When using bootBuildImage in this way, the behavior is under the control of the Paketo Buildpack for Spring Boot, not Spring Boot itself. Spring Boot includes some documentation for discoverability of the Paketo buildpack features, and I think that documentation (along with some of the extended Spring portfolio documentation) would benefit from some clarification about this combination.

nwholloway commented 1 week ago

Thank you @wilkinsona for the custom migration strategy, and @scottfrederick for the suggestion of not using AOT during CDS training.

I think the FlywayMigrationStrategy approach is preferable to not using AOT during the CDS training run, as the CDS archive will contain the AOT generated classes that will be used at runtime, rather than the Spring auto-configuration classes that won't be.

scottfrederick commented 1 week ago

@sdeleuze Is this scenario something that could be covered in the lifecycle smoke test documentation?

sdeleuze commented 1 week ago

After discussion with @snicoll and the Buildpacks team and as mentioned in the PR linked above, I think the issue raised here is serious and "by design" enough to not promote this AOT Buildpacks flag anymore as for some use cases, it won't work due to conflicts between training run configuration and AOT configuration precomputation.
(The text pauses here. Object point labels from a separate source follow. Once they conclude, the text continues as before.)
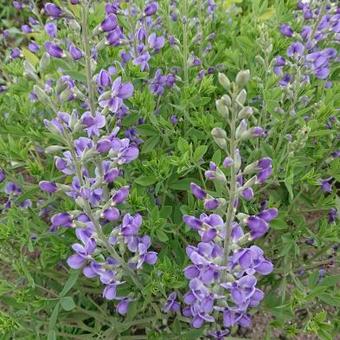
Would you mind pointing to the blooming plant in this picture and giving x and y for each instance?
(221, 264)
(169, 169)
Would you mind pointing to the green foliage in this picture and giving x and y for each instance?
(42, 298)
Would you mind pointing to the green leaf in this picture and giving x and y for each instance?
(150, 144)
(67, 303)
(162, 236)
(330, 280)
(29, 56)
(329, 299)
(200, 152)
(182, 184)
(52, 322)
(279, 224)
(70, 282)
(146, 180)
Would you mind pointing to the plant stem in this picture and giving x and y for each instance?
(185, 41)
(86, 47)
(232, 187)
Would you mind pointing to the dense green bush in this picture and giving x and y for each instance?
(178, 99)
This flag was not really dedicated feature, more a shortcut to add -Dspring.aot.enabled=true to JAVA_TOOL_OPTIONS and CDS_TRAINING_JAVA_TOOL_OPTIONS. If users want to combine both, they can still do that with such slightly more verbose configuration, which is IMO the right call for a feature not supported for all use cases.

I am not sure we should add for now specific documentation in https://github.com/spring-projects/spring-lifecycle-smoke-tests as this is not a use case fully supported, but we can discuss that if you strongly think we should.

@nwholloway Thanks for catching that shortly after our GA.

snicoll commented 1 week ago

For those who would like to explore that route, it does require two rounds of AOT processing unfortunately. I haven't tested it but something like:

  1. Run AOT processing with the CDS_TRAINING_JAVA_TOOL_OPTIONS being set on the AOT processor so that whatever should be tuned is tuned accordingly
  2. Perform the training run on the output of 1
  3. Run AOT processing again, without the CDS_TRAINING_JAVA_TOOL_OPTIONS
  4. Package the application generated by 3 and the cache generated by 2

There are a lot of gotchas doing this yourself that buildpacks shield you from so definitely more involved. For now, I'd go with only CDS.